The transition has been difficult and uneasy, and it is complicated further by Sudan’s presence, along with only Iran and Syria, on the U.S. State Sponsors of Terrorism — or SST — list. Zunes told me, “The U.S. sanctions make it difficult for other countries and international financial institutions to do business with Sudan.”
Although many sanctions on Sudan were lifted in recent years, the country remains isolated from the global monetary system — the International Monetary Fund and World Bank — due to its SST listing. This prevents it from getting the capital it needs to recover from the devastation it suffered during Bashir’s rule, and the economic impact of losing much of its natural resources when South Sudan split off from the rest of country in 2011.
In other words, the Sudanese people desperately need to be removed from the SST list.

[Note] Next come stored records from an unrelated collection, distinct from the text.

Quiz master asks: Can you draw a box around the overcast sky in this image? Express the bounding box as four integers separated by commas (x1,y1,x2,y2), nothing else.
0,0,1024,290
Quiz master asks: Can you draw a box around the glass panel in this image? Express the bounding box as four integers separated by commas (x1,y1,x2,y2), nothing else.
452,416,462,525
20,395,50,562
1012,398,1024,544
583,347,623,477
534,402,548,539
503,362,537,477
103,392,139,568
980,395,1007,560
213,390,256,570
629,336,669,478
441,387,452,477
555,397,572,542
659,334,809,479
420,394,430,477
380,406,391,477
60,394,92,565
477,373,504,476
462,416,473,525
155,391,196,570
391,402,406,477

Currently, about one in four Sudanese faces a shortage of food, and inflation in June was measured around 130 percent, a substantial rise over the African Development Bank’s already grave projection of 61.5 percent.
Sudan’s entire GDP was just $18.9 billion in 2019, and it is expected to drop to just $9.7 billion in 2020. That’s the country we are trying to extort $330 million from, a sum that would represent less than 0.00007 percent of our 2020 budget.

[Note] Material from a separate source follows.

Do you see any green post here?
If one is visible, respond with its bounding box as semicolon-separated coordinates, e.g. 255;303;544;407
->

This is cruel and inhumane. It’s made all the more so by the fact that Sudan is being held responsible for crimes committed by Osama bin Laden, who was expelled from Sudan long before the September 11 attacks and, in any case, was only allowed in the country for a few years by Bashir and one of his aides, Hassan al-Turabi. Whether Sudan should be held responsible now that Bashir has been ousted is dubious but given the effects of the SST listing on the Sudanese people, it’s also irrelevant. A stable Sudan might be able to grapple with these issues and, if necessary, the costs. But extorting an impoverished country for what to it is a significant sum, but the U.S. amounts to less than pocket change is intolerable — especially as that country is actively trying to become more free and open.

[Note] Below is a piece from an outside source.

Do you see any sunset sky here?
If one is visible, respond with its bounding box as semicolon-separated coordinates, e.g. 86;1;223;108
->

Pompeo also tried to convince the Sudanese to open normal relations with Israel, something that had been floated this past February, when Israeli Prime Minister Benjamin Netanyahu met with Sudanese General Abdel-Fattah Burhan, the head of the ruling sovereign council, and hastily announced that Sudan and Israel would move to establish normal relations.
The angry response from the Sudanese people made Burhan back off quickly. Sudan’s Information Minister Fasial Saleh reacted similarly this week to Pompeo, stating “The transitional government does not have the mandate… to decide on normalization with Israel. This matter will be decided after the completion of the transitional authority.” In other words, come back to us when we have a permanent government, we can’t handle the disruption now.
In February, it seemed Sudanese leaders were testing the waters on warming relations with Israel, knowing such a move would please Washington and maybe convince it to remove Sudan from the SST list. Whether the Sudanese government transitions to democracy, reverts to a military dictatorship, or lands somewhere in between, its economy desperately needs the international assistance it cannot access while still on the infamous list.
The Trump administration need not have attached a price tag for Sudan’s long-ago dalliance with Osama Bin Laden. There is little to be gained by this maneuver except to extend the suffering of the Sudanese people and make it harder for the civilian, democratic forces in that country to prevail. But this is the nature and character of the Trump administration. If Sudan should finally find its economic and democratic balance, they are not likely to forget how the United States treated them as they tried to build their country.